If they were surprised to see the dead girl in the corner, they said nothing. Derek cast his eyes over the room with some irritation, but made to clean up the mess without complaint. He manhandled the body as though it were nothing more than a sack of refuse. Perhaps that's what it was to him. Jan wanted to cry out—to demand he show some respect to the poor departed girl—until he realised he had been the one who killed her.
As Derek left, Marie made a show of sighing in disappointment. Despite being the youngest, she held authority over her companion and seemed to have little tolerance for both him and Jan. She stuffed her hands in her pockets and stared up at Jan. “Sol wants to see you.”
Jan backed away. He didn't like these people. He didn't trust them, and he didn't understand why they had brought him from London to this place. He was dangerous and yet they kept him close, hidden away in a little room in the middle of nowhere, letting him get away with murder. They thrust him into a community full of young, promiscuous women, knowing he couldn't help himself. And when the inevitable happened they cleaned up his mess, like he was some kind of pet prone to accidents.
How many had died now? He couldn't recall the early ones, back when it was all too unreal. They were hidden from him, segmented from his rational, human side. It was only his final night in S'aven that he remembered clearly. Meeting with one of the most powerful women in the south and feeling nothing but the desperate urge to take her life. He'd killed her and so many others that night, the trail of bodies blocking his escape out of her lavish compound. It was then he realised he was responsible for the other murders, but he couldn't turn himself in. He had to run, and Sol had already made contact with him, offering him salvation.
Unable to object, Jan followed Marie out of the room, feeling the mediocre power emanating from her fragile body. They were like the other inside of him, but they were all weaker. He wondered if they knew that and, if so, why they weren't afraid of him.
The rest of the cottage was much like his room, desolate but liveable. He had arrived the day before in a stolen ambulance, finding the cottage a hub for a travelling community. From their group he had met the now-deceased girl. He wondered what they would do to him, knowing he had killed one of their own, and he braced himself for conflict as his foot struck the hallway.

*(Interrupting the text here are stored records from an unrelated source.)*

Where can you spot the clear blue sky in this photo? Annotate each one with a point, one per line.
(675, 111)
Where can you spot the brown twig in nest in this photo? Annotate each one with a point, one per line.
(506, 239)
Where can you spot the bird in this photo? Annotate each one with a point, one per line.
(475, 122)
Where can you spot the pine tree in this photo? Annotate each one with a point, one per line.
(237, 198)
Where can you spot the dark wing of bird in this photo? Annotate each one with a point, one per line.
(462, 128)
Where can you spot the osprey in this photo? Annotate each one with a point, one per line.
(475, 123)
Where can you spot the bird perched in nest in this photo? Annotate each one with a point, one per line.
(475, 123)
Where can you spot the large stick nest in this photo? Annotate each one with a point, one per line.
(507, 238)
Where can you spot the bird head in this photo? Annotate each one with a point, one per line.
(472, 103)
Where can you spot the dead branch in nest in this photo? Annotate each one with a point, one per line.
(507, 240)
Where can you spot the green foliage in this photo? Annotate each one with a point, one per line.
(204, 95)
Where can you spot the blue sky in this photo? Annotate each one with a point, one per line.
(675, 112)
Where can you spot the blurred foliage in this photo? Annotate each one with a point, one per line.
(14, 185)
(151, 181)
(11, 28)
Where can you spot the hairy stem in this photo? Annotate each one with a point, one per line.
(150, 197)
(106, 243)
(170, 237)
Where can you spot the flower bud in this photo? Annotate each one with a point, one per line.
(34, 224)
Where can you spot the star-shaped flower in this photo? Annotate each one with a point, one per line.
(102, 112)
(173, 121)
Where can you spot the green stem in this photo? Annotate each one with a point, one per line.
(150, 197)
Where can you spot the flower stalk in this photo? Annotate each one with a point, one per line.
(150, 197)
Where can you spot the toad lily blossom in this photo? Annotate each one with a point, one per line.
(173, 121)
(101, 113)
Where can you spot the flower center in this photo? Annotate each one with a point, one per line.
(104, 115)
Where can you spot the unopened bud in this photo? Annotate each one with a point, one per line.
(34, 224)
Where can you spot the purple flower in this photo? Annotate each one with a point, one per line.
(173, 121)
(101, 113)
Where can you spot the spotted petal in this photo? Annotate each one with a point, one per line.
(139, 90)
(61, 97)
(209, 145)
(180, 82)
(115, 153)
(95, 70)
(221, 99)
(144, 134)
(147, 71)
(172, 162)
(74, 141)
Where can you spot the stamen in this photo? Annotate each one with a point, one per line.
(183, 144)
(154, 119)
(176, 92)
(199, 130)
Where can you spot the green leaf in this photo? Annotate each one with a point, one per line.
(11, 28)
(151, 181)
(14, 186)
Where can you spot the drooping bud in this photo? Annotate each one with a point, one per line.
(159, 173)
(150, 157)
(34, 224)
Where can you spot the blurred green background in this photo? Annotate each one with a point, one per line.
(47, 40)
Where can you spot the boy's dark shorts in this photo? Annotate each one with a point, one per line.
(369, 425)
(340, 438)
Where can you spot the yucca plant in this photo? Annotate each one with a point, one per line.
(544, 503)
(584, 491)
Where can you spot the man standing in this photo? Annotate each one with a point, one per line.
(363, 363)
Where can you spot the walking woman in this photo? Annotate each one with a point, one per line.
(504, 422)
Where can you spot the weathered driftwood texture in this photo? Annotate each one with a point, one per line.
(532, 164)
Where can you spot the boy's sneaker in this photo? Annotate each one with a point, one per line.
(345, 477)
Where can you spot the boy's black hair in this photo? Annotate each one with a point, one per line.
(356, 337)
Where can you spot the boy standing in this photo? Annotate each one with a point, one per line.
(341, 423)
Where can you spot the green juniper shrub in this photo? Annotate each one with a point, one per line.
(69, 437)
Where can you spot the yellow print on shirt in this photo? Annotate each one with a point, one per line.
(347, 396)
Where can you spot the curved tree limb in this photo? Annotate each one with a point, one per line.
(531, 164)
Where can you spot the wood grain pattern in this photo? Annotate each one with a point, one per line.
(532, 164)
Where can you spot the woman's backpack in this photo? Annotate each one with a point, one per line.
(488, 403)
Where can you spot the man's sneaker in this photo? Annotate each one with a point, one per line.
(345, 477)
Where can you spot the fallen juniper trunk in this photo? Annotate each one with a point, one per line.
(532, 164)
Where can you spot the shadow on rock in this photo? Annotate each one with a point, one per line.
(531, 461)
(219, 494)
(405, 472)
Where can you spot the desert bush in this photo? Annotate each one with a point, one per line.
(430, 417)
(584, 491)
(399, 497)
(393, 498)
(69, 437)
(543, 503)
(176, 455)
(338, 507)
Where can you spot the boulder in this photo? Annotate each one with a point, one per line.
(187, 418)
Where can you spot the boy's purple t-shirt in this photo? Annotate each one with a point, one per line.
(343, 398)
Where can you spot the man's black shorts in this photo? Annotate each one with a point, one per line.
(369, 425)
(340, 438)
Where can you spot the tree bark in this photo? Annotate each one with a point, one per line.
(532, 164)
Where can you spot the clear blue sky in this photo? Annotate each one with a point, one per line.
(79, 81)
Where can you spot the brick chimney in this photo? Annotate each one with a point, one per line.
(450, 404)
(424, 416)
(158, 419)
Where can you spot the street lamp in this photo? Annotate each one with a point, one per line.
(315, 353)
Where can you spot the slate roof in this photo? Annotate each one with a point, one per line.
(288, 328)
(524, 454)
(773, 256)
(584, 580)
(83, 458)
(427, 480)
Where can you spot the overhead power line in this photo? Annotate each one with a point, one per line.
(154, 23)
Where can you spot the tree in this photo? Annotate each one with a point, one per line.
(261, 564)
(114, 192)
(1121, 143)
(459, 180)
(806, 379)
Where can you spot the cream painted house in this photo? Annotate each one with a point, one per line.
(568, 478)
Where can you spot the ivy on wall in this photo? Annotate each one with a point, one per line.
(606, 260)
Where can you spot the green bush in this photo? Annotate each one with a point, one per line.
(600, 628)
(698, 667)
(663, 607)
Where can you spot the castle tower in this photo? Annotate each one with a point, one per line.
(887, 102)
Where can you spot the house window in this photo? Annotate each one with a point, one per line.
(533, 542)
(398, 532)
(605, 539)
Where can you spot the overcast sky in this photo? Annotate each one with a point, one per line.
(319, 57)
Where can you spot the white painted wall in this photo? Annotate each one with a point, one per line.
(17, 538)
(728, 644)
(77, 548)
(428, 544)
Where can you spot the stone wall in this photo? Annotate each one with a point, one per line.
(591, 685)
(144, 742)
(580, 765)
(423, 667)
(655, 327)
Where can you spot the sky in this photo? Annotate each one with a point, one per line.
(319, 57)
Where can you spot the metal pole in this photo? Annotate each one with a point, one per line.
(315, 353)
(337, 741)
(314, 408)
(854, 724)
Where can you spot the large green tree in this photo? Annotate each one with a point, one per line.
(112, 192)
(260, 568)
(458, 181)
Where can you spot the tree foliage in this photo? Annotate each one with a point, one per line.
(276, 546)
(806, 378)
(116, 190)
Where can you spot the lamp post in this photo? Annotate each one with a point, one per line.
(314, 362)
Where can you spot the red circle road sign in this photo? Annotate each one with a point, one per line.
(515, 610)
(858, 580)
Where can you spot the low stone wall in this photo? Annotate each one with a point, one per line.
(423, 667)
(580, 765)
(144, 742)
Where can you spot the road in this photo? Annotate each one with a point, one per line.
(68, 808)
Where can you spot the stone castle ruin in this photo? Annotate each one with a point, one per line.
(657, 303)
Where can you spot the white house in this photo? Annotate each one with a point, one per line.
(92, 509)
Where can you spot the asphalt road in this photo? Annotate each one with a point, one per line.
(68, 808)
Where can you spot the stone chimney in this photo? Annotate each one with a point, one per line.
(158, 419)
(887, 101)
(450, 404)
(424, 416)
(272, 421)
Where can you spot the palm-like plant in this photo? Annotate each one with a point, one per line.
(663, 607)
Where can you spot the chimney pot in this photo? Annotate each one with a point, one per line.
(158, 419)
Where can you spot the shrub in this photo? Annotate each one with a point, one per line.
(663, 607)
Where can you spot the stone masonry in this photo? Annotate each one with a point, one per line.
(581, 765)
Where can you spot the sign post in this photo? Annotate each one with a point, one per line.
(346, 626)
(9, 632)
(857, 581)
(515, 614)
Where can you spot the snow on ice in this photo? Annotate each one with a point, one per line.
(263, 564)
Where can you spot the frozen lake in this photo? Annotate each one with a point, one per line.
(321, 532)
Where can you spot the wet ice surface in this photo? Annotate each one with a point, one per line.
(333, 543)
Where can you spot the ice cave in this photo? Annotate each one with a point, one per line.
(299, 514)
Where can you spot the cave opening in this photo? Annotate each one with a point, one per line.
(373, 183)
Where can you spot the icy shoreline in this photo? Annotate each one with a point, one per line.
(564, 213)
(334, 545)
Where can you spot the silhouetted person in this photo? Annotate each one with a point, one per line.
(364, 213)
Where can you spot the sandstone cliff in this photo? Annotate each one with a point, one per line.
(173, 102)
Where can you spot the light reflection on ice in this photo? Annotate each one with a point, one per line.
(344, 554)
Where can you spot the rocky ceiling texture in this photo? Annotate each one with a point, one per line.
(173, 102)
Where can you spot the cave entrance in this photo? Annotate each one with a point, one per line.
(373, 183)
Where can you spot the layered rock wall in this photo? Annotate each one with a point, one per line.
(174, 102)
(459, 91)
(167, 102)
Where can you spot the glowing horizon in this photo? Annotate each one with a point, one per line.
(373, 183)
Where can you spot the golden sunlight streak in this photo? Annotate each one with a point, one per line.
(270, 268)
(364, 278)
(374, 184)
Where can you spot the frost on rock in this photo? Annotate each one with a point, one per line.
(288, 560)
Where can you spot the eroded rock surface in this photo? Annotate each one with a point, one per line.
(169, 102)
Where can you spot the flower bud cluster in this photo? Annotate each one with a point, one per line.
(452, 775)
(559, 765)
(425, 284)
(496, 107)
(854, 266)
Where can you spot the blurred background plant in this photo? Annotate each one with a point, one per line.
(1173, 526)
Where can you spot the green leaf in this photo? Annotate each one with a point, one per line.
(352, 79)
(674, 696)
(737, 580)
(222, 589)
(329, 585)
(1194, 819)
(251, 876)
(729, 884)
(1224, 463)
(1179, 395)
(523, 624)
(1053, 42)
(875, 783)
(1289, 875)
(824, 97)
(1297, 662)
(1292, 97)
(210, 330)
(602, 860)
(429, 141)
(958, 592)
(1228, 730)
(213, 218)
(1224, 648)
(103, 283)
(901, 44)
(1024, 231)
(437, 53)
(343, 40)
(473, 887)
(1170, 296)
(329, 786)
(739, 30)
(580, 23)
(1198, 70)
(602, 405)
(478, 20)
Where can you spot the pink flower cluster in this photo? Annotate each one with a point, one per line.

The front door was wide open, exposing another humid day in the surrounding wasteland. But no collection of mobile homes that Jan could see. There was only one vehicle parked up, the rest memorialised by the imprints in the dirt surrounding the house. The remaining vehicle was the largest of the original group: a trailer housing the community's leader, Sol. It was Sol who had sniffed Jan out, tracing him through his breadcrumb trail of dead prostitutes. And he had offered Jan an alternative to the path he was on: Join us and we'll help you.
He'd been a fool to listen.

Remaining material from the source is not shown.